After a heartbreaking Game 6 overtime loss, the Penguins had to play the decisive Game 7 in a hostile environment. Gonchar, whom many thought might be out of the lineup for the rest of the season, made a gutsy comeback in Game 7 for Pittsburgh.
Pittsburgh responded in the most critical game of the season to that point with its best performance of the year. The team jumped out to a 5-0 lead, chased goaltender Simeon Varlamov and cruised to a 6-2 triumph to advance to the Eastern Conference Final.
• Pittsburgh fended off a feisty Carolina Hurricanes team, which had upset New Jersey and top-seeded Boston in the first two rounds, in the East final. The Penguins swept Carolina, winning the final two games on the road to earn a berth in their second consecutive Stanley Cup Final.
• The Penguins once again found themselves in an unenviable situation after dropping the first two games of the Stanley Cup Final to the Red Wings in Detroit. But Pittsburgh has been through so much this season.
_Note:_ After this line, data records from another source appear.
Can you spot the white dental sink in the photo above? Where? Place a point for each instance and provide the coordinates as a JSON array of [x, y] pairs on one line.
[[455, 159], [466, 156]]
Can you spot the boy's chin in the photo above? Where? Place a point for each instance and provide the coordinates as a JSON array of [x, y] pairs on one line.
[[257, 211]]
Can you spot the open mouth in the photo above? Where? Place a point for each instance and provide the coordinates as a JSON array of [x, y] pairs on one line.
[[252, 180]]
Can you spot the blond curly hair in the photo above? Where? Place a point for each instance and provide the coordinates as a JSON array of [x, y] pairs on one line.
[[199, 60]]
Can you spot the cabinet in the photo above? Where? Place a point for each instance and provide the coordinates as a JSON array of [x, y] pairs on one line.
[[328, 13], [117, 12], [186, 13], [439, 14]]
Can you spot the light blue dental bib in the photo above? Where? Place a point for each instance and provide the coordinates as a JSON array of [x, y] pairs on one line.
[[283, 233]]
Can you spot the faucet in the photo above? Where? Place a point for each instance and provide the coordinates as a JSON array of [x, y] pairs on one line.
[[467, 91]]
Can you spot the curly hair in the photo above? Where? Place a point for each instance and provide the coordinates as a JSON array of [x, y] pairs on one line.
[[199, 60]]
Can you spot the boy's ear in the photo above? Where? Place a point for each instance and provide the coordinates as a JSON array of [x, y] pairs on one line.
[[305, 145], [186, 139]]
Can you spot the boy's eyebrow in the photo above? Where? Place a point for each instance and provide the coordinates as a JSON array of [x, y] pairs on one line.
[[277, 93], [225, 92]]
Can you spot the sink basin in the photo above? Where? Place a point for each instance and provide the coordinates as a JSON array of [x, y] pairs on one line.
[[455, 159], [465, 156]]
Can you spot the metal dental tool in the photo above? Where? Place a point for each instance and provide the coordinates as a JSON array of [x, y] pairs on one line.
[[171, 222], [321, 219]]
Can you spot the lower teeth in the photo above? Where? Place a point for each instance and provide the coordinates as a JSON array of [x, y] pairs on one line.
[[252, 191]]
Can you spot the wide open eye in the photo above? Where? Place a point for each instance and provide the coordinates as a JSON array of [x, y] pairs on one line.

The team wasn’t rattled and counter punched with two wins at Mellon Arena to even the series at 2-2.
So even though Pittsburgh suffered a 5-0 loss in Game 5, the team remains unshaken. They’ve been down this road before and have responded every time. The Penguins are confident that this occasion will be no different.
“This group is still confident,” Maxime Talbot said. “We lost Game 5 5-0 but nobody was down on themselves. Everybody is loose, ready and focused. We know the importance of Game 6.”
Besides, after everything this team has overcame this season, how could anyone possibly count them out at this point? These are the situations where Pittsburgh has elevated its game and played its best this season.
“Guys realize that when the chips are down, you have to be at your best,” Crosby said. “We need to respond the same way we have (in the past). Having those scenarios and knowing we’ve bounced back in the right way, I think that gives us confidence.”
With their championship on the line, the Penguins will not go quietly into that good night.
“I really believe that it’s not over and I am looking forward to a Game 7,” goaltender Marc-Andre Fleury
said. “But at the same time I’m going to be ready for Game 6 and focus on that one.”
"I like it being a defining moment," Bylsma said. "You know, moments like this define where you're at at that particular time. You know, everyone in that room should be ready to play their best game and make a difference in the game by playing their part, by doing what we do as a team. And that's the challenge. We need a defining game."